No dia em que se assinalam sete anos desde o início da guerra civil síria, a psicóloga, que durante dois meses serviu a organização não-governamental MSF na Síria, partilhou parte da experiência que viveu em Alepo, onde se estima terem morrido mais de 100.000 pessoas, entre 2012 e 2016.
O projeto a seu cargo era "desenhar e implementar um programa de saúde mental", no qual era feito o levantamento das pessoas com perturbações de stress pós-traumático (PSPT), com as que desenvolviam patologias relacionadas com PSPT e se visitavam as unidades de saúde.
Maria Palha lembra a estruturação dos procedimentos na altura, contrastantes com o que acontece atualmente em Ghouta Oriental.
"Havia um levantamento das necessidades, era importante perceber quem eram os beneficiários dos serviços de saúde, o que é que eles precisavam e a nível de equipas médicas e aquilo que era importante para elas conseguirem prestar os seus serviços à população", mas em Ghouta Oriental "é assustador".
"As equipas médicas estão a colapsar, a trabalhar debaixo de bombardeamentos, sem 'stocks' médicos adequados, sem dormir, com medo", frisou.
A nível da distribuição de medicamentos e material médico, Maria Palha também assinalou uma grande diferença.
"Em 2013 havia uma entrega de doações às unidades médicas. Neste momento em Ghouta, sabemos que os 'stocks' das entidades que estão a prestar serviços estão a colapsar, ou seja, existe uma grande necessidade de sacos de sangue, antibióticos, 'kits' de primeiros socorros, essenciais para prestar um serviço de saúde digno para estes civis no cerco.
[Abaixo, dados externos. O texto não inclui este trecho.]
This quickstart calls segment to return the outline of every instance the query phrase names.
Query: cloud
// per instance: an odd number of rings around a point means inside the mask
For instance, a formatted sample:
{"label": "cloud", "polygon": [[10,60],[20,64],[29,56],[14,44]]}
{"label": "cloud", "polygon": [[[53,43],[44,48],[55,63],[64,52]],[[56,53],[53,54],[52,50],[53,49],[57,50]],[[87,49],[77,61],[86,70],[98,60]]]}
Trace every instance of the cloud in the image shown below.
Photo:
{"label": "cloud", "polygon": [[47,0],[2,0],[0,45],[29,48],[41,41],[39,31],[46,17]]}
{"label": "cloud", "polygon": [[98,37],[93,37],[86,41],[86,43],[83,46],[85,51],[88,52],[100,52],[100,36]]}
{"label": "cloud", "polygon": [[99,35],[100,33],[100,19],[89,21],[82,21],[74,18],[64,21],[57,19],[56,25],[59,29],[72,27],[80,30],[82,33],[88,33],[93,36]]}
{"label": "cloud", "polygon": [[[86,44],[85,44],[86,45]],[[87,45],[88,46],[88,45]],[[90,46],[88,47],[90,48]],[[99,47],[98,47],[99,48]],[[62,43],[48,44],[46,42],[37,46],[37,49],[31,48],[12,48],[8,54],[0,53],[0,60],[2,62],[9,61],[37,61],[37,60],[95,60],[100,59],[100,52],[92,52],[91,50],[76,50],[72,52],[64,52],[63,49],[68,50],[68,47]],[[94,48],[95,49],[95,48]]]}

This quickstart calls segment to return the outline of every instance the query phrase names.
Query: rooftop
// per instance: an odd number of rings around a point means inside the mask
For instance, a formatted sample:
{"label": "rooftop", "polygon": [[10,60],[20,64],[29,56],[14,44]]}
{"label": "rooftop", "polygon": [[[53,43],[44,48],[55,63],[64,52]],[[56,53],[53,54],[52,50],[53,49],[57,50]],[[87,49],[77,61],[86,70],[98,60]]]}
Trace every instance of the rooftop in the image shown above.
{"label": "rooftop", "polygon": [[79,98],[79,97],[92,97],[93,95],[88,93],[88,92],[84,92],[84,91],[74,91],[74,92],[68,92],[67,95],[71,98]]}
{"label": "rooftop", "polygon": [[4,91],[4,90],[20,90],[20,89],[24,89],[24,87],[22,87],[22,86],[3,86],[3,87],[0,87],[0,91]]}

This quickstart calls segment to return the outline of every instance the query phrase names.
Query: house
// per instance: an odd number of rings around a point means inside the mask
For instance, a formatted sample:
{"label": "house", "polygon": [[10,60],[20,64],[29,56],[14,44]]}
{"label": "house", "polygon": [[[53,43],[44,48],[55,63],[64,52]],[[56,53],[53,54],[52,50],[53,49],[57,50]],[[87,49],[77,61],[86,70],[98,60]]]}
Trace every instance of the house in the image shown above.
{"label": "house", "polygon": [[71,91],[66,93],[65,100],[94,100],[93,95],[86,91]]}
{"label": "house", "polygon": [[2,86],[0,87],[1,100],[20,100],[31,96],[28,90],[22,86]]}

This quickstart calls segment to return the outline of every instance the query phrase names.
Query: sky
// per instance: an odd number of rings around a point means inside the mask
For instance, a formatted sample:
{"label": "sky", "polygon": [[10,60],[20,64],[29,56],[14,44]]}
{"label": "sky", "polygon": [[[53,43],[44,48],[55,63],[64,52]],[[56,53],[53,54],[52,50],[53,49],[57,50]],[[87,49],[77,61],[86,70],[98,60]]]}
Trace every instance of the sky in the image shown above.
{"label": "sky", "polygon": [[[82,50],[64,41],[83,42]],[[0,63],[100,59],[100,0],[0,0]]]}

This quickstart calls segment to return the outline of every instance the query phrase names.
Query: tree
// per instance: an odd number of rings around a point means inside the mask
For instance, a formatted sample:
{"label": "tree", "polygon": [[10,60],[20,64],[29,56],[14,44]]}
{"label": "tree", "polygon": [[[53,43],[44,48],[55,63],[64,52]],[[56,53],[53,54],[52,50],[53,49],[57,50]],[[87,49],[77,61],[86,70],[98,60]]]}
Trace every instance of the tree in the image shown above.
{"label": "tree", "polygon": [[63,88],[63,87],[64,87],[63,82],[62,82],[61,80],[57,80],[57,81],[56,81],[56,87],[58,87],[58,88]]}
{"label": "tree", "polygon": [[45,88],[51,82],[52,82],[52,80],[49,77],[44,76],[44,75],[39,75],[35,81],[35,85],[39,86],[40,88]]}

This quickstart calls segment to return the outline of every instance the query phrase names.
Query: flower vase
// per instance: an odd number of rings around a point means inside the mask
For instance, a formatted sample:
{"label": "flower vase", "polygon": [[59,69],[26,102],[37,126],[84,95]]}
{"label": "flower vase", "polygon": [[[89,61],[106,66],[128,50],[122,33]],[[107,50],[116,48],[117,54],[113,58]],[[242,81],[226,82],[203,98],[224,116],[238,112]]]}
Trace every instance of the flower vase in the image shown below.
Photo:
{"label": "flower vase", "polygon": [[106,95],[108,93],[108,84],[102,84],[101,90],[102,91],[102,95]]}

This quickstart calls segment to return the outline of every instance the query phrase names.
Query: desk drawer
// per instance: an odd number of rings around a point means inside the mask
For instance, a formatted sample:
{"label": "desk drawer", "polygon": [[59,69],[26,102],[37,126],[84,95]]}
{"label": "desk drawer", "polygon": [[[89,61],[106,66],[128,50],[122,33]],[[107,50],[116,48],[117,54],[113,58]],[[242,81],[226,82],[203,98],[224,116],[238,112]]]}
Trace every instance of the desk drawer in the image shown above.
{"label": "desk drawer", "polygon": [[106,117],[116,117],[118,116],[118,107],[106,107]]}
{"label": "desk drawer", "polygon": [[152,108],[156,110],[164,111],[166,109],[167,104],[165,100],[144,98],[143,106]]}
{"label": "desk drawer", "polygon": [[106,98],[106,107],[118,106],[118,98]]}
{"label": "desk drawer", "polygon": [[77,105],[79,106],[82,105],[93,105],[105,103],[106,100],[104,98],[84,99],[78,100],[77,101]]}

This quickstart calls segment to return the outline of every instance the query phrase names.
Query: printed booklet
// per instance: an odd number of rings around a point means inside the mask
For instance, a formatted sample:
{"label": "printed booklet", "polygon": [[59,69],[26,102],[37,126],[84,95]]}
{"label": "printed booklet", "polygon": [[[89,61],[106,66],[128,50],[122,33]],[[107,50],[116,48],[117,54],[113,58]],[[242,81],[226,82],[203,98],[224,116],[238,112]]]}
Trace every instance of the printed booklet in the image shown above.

Mas na altura ainda conseguíamos fazer esta entrega e apoiar algumas unidades móveis no terreno", recordou.
A portuguesa conta que visitava os abrigos onde as pessoas estavam e falava sobre "o impacto de viver sob bombardeamentos, como é que se pode lidar com a perda de três ou quatro pessoas da família, como é que se pode lidar com o medo, como é que se pode lidar com insónias (causadas) pelo medo que se tem de viver naquele bairro ou naquela cidade".
"Em 2013, vivi episódios na região de Alepo que agora se repetem em Ghouta", disse a psicóloga.
Maria Palha assinalou que, atualmente, os MSF dão apoio remoto a 20 unidades médicas, das quais 15 foram bombardeadas, e recordou um episódio que viveu em Alepo: "Em 2013, quando estava a dirigir uma unidade médica, essa unidade foi bombardeada e não consegui prestar o serviço médico que era suposto".
A psicóloga abordou ainda as diferenças no comportamento da população perante os ataques.
"Na altura eu visitava escolas, que eram os lugares onde a população estava abrigada, neste momento o que vemos é que a população já vive em abrigos subterrâneos", salientou.
Sobre os portugueses, Maria lamentou a falta de "empatia, generosidade e compaixão", que considera fundamentais para melhores relações interpessoais e que permitem mais tolerância.
"Às vezes, como estas realidades estão tão longínquas e distantes das nossas, pode haver uma dificuldade de conseguirmos olhar o mundo lá fora", disse, admitindo que "em termos de desenvolvimento de algumas competências emocionais da população portuguesa, podíamos falar mais de empatia, generosidade e de compaixão e também algumas medidas de auto cuidado que todos nós deveremos ter para conseguirmos ter melhores relações com os outros e sermos tolerantes à diferença".
Atualmente, Maria coordena o projeto 'Kids' que, segundo a própria, pretende "interromper alguns atos desumanos e de terrorismo que podem acontecer no mundo".
Através de 'crowdfunding', a psicóloga conta angariar fundos que permitam a edição de um livro e de um documentário no qual divulgará as entrevistas a crianças.
Na ótica da psicóloga, o facto de serem crianças a testemunhar as vivências em climas como Serra Leoa, Colômbia, Brasil, São Tomé e Príncipe, Mongólia, Butão, Nova Zelândia e Médio Oriente, torna o projeto "extremamente interessante".
Maria Palha não coloca de parte o regresso à Síria e elogia as crianças que aí vivem.
"Se eu tivesse oportunidade para voltar à Síria, voltaria com certeza porque sem dúvida que as crianças que vivem neste país, todos os dias têm de lidar com o medo, com a compaixão e generosidade de partilhar o último pão da padaria com o seu irmão ou com a sua família. Sem dúvida que estas crianças são especialistas em lidar com todas estas emoções que estão relacionadas com a resiliência, e por isso voltaria sem dúvida", confessou.
Há sete anos, no dia 15 de março de 2011, a reação do regime de Bashar al-Assad a uma manifestação organizada por familiares de prisioneiros políticos marcou o início de um conflito que já matou mais de 350.000 civis.